I’ll jump directly into the behaviour I’m observing, please look below for context (under other header). Direct questions can be found in bold.
I have a function that computes the determinant as a part of it
function diag_penalty(m) if isnzero(abs(det(m))) return 10 end return 0 end
when I run my program using this function, the execution takes around 1 minute and 18 seconds (±2s) as measured by a progress bar from
ProgressMeter (this function is called 2805 times during that execution).
Taking a look at
htop during the execution I notice that the program uses all CPU threads. I take a look at
Threads.nthreads() which shows
1 so: How is
det() using all available threads and how can I disable it?
I verify that it is
det() causing this behaviour by switching the relevant line so that the function is instead
function diag_penalty(m) if any(isnzero.(eigvals(m))) return 10 end return 0 end
My program then finishes in 20 seconds (±1s) measured in the same way as before, and looking at
htop the execution happens on one thread.
It seems odd that the eigenvalue calculation is faster than the determinant calculation, especially since the determinant appears parallelized. How can a calculation using
det() be slower than
My suspicion that this is indeed strange is verified by in a Jupyter notebook comparing the two:
using LinearAlgebra mats = [ rand(22,22) for _ in 1:200000 ] @time for m in mats det(m) end @time for m in mats eigvals(m) end 9.433334 seconds (1.20 M allocations: 836.174 MiB, 1.39% gc time) 17.810404 seconds (3.20 M allocations: 7.546 GiB, 1.40% gc time)
So the determinant is indeed faster here, but not in my program. I verify with
htop that the
det() part is computed on all available threads. What can I be doing wrong in my program that makes a computation that was basically twice as fast become much more than four times as slow?
I’m not completely sure what parts of my whole program is relevant, and I have not yet worked out a minimal example. But I will sketch the structure here for context. Questions and suggestions are welcomed to try and pinpoint the issue.
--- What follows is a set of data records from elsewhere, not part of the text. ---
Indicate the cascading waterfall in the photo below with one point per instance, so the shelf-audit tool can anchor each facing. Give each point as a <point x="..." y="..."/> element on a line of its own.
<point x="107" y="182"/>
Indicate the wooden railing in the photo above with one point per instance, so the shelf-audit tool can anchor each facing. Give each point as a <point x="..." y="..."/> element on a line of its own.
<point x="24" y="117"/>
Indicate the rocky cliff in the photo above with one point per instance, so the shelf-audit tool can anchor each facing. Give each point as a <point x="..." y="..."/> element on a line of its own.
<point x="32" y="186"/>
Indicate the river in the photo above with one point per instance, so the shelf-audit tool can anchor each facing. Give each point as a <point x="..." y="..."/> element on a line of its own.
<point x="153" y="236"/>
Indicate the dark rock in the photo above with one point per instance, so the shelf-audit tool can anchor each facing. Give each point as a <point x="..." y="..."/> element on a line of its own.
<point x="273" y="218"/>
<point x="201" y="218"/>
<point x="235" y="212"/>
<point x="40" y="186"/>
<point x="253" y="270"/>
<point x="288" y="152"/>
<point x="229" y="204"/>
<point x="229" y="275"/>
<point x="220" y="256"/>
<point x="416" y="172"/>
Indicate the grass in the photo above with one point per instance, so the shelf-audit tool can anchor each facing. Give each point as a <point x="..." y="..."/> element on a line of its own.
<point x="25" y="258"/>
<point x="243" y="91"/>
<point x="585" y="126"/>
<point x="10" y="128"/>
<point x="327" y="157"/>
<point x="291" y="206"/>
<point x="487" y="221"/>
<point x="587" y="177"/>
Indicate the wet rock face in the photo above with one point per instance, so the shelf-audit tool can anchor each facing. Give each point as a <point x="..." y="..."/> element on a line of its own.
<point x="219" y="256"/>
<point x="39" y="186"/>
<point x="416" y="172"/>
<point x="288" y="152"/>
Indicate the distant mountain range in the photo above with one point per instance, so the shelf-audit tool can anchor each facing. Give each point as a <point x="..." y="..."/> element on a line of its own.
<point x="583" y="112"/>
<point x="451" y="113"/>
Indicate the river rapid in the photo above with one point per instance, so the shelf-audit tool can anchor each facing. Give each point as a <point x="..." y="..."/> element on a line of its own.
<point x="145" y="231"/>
I’m designing a fitness function to be used in with BlackBoxOptim. The fitness function is divided into what I have been calling “penalties”, and the above
diag_penalty() is one of many. The structure is of the fitness function is basically:
function calc_fit(x, parameters; kwargs) m = prep(x) # prepare input weights, ... = parameters # weights and other parameters handed over to calc_fit() penalties =  # compute and store all penalties push!(penalties, diag_penalty(m)) push!(penalties, diff_penalty(m)) ... return penalties # fitness generally weighted sum of penalties, # but one of the kwargs used by aforementioned # program returns the penalties instead end
The program mentioned above does not use BlackBoxOptim, but just reads in a bunch of inputs to the fitness function from file and evaluates the fitness function on all of them (17745 different inputs). The inputs are the same every time, so
diag_penalty() is called an equal amount of times in both tests. For the purpose of this post, I also evaluated the fitness function on all inputs before executing the rest of the program to make sure that it is not an issue of Julia having to compile
det() that takes out all that time somehow.
The matrices are such that the
if in the
diag_penalty() are triggered equally at each test, hence whatever the program does afterwards is independent of which version of
diag_penalty() I’m using.
Edit: fixed the number of inputs the test is run on.